The Davis is Taylor Stitch's short-sleeve camp-collar shirt, and this version is the most considered fabric they've put it in. Sashiko weaving is a Japanese reinforcing stitch technique, and here it gives the indigo cotton a subtle geometric texture that reads interesting up close and simply dark blue from across the room.
The Verdict
At $128, this is a well-built summer shirt with an honest point of difference. It's not for everyone, but for the man who wants something that isn't a linen camp collar or a Hawaiian print, it fills the gap cleanly.
The Make
The fabric is 100% organic cotton, sashiko-woven and garment-washed, which means it arrives soft rather than stiff.
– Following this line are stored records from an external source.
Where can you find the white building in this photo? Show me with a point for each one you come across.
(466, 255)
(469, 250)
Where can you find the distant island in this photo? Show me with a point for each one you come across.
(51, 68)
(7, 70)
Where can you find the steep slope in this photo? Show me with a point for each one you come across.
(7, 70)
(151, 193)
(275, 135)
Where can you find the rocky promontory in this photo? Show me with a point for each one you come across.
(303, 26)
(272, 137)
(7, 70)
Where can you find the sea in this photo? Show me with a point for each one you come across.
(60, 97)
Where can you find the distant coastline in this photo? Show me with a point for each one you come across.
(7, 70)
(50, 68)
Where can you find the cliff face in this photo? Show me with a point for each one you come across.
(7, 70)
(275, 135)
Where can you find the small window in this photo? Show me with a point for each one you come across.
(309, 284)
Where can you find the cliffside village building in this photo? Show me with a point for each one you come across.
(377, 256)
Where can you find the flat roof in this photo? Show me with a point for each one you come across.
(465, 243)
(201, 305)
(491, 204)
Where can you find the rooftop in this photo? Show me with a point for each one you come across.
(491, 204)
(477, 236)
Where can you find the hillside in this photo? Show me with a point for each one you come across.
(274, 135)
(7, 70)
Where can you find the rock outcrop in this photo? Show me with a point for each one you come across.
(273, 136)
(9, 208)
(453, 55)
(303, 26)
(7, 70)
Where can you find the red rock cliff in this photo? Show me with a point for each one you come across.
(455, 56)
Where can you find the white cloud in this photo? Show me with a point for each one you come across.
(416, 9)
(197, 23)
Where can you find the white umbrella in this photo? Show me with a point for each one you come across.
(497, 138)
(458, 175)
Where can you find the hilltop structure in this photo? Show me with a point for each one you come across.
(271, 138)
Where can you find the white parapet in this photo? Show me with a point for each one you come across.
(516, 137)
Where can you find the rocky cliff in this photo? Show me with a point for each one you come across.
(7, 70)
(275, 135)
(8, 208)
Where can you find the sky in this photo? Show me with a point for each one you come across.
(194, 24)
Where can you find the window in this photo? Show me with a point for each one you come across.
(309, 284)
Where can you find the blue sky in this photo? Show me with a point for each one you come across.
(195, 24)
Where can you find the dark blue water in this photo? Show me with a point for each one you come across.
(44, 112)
Garment washing also pre-shrinks the cotton and pulls the indigo slightly, giving it a worn-in quality from day one. The sashiko weave adds a textural dimension that plain poplin or oxford doesn't have, and the organic certification is GOTS-standard, not a marketing footnote.
Construction follows Taylor Stitch's double-needle felled seaming, which is overbuilt for a camp shirt in the best way. The seams lie flat, they don't pucker after washing, and they'll outlast the shirt's fashionability by several years. The camp collar has no stand, meant to be left open; the flat hem with side vents means it sits cleanly untucked at the hip. Country of origin isn't disclosed for this variant, which is worth noting at this price point.
The Fit
The Davis runs true to size in a regular cut, which Taylor Stitch interprets as relaxed through the chest with a hem that falls just below the waistband. It's not boxy, but it isn't slim either. XS through XXL covers most builds, and the garment wash means there's minimal additional shrinkage to account for. Order your normal size.
The Context
The camp-collar short-sleeve market is crowded. Corridor does a version in Japanese fabrics at a similar price. Orslow does one in Japan for considerably more. What Taylor Stitch offers here that most don't is the sashiko texture on an otherwise quiet ground: the shirt reads casual but specific, which sits at a 5 out of 10 on the loud-to-subtle scale. It wears well from a Saturday lunch to an evening out, provided that evening doesn't require a collar. At 8 out of 10 for travel, it packs flat and the dark indigo hides incidental creasing better than lighter shades.
The Personal Note
I haven't owned this one. The research is thorough and the construction track record on the Davis silhouette is consistent enough that the specs hold up, but I can't tell you how the sashiko texture feels after twenty washes or whether the indigo crocks onto light-colored trousers in the first few wears. If you're buying indigo and wearing it against anything you care about, wash it twice before real use. That's true of any indigo garment, this one included.